The Last Temptation Review by Styles Fury

The Band of the Hawk

Lords of the Texas Underground

 

 

Describing the sound of the Texas-based rap quartet known as the Band of the Hawk comes easily  - like any great or lasting endeavor–once the foundation has been formed.  Take a generation of music fans raised on the excess and conscious experimentation of 1980’s music, which survived the ravages of divorce and Reaganomics with heavy doses of global spirituality, SF movies, comic books and video games.  If the soulful message of the 70’s was that the world is a ghetto, then by 1990 that ghetto had undergone a tonal shift in its core values.  Especially in the rap game, where rugged, rough and street were no longer enough to keep brothers thriving.  Newer elements were needed as older challenges turned into fresh demands, and the surpassing of expectations became the new norm.

 

The Band of the Hawk rose from the ashes of a former clique, H.TX.  H.TX productions were a spacious affair: all looped menace and blunted minutiae, not unlike early RZA productions if Mr.
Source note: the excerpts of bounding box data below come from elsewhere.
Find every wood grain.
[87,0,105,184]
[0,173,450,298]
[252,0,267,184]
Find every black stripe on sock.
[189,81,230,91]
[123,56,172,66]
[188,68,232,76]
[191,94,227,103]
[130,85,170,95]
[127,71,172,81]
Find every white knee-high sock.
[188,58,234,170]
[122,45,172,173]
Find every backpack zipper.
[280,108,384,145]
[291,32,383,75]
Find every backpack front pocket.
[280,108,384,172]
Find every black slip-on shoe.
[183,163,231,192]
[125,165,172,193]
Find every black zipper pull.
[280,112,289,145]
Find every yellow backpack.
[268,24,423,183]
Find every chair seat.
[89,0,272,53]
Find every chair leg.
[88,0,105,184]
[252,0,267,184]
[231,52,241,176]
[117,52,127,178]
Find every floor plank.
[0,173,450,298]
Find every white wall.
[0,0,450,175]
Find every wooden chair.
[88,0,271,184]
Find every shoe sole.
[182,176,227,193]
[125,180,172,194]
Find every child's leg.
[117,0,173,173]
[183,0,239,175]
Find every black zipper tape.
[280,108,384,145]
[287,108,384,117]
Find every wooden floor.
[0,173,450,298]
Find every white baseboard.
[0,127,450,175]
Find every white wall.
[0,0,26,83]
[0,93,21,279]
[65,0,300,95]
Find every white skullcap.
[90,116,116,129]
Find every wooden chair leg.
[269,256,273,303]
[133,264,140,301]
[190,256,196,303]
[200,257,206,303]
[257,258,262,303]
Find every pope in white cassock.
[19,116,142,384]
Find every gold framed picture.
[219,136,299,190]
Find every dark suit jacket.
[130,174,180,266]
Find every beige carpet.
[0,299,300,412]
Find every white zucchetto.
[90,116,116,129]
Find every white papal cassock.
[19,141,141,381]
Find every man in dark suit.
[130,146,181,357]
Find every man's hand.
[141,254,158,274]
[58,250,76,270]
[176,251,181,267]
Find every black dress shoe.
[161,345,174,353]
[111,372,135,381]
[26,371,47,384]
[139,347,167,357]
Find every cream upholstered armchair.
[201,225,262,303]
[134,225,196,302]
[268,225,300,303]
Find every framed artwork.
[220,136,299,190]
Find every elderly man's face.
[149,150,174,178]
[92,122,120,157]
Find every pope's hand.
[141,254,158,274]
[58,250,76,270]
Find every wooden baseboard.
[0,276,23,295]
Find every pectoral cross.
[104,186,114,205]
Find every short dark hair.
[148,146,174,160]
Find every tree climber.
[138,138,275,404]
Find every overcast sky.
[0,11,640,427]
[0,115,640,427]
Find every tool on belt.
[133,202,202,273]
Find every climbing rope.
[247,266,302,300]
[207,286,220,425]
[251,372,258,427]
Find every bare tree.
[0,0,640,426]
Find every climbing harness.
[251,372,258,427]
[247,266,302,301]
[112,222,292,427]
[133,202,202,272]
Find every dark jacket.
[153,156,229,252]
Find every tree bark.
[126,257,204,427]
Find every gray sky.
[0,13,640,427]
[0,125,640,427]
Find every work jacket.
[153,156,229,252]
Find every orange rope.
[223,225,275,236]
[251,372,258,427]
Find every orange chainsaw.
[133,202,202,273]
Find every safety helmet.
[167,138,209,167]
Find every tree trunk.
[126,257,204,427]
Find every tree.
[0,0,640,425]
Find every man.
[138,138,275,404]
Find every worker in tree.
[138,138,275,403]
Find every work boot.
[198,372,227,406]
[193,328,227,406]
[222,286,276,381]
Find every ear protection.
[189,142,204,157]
Diggs had been raised in Houston’s Fifth Ward worshipping 90’s hood flicks more than kung fu cinema and stuck in a Mario Brothers maze.  These early efforts have since been re-absorbed, shoving way towards the Hawks’ penchants for texture over bombast, interpretation over definition.  The current line-up of the Hawks: Noah Archangel, King, Ashtonomics and 3 – succeeds in meeting the audience’s current expectation from a hip-hop group.  Each personality is equally present and distinguishable from track to track, regardless of preferred artistic attack.  Whether Noah raps or produces, or King spits coolness on the mic first or last, listeners know the unmistakable stew that is the Band of the Hawk.

 

Having absorbed early 90’s-era RZA into a heady, Dirty South broth, the latest Hawks release, The Last Temptation, is the perfect jump-on point for any adventurous music listener.  And adventure is key here, as the Hawks’main producer, Noah Archangel, never forgets that boom-bap is a necessary ingredient for jeeps rolling through the valley of avenues.  Hard bop jazz, East Coast hardcore, West Coast backpacker, the tonal explorations of various Eastern musics and the laid-back vocal confidence of which the Chicago masters (Common & Kanye) are known all find equal measure in his productions.  When mixed ceremoniously with video game soundtrack flavor, the Hawks tracks will appeal to any fans of Muggs, Prefuse 73, Danger Mouse, or early Gangstarr-era Primo. 

 

A piano loop tickles through ‘Criminal Minds’ as a whisper-beat stutters between the bars, allowing a pitch-perfect King to deliver the vocal hook in his patented syrup voice.  When Noah, 3 and Ash come in, expertly mixed over this web of activity, the magic clicks into place.  All of this happens before King’s exit verse wraps the whole affair super-tight in his grip.  Wait for the dialogue sample that fades the track out.  It’s a telling piece of theater as to where this gang’s collective head is.

 

A garbled soul vocal christens ‘Mayweather,’ so 3’s entry verse sets the track up just right.  It’s a group effort, as King follows 3 straight to the pocket.  There are handclaps and muted horn blasts, too.  Noah’s rap completes the circle, adding humor to the braggadocio.  Listeners can’t be blamed if they’re having 90’s flashbacks, when 40 oz’s reigned and the Towers still stood tall.

 

Speaking of humor, gallows throwaway one-liners drop out of ‘Kill Me’’s sides, as the brothers talk major shit while having fun with the sampled vocal hook.  The keyboard loop is a swirl, and the stomp beat is accentuated with cymbal crashes akin to mid-90’s Roots joints.  A true banger, fun and frothy.

 

‘NRG’ brings an achingly beautiful vocal intro/hook sung by the wondrous Posh Tash.  Her voice, breathy and direct, is a showstopper.  That the crew’s raps can maintain the song’s quality after her singing is a testament to their talent; that they provide a drop of sexiness to balance the remainder of the album’s bangers points to true craftsmanship.  ‘NRG’ is one of The Last Temptation’s many highlights, bedroom-designed and radio-ready.

 

If The Last Temptation is any indication of the endurance of the Band of the Hawk, then music fans should look forward to revisiting this keeper later in the century, as the Hawks will undoubtedly be unveiling a new release.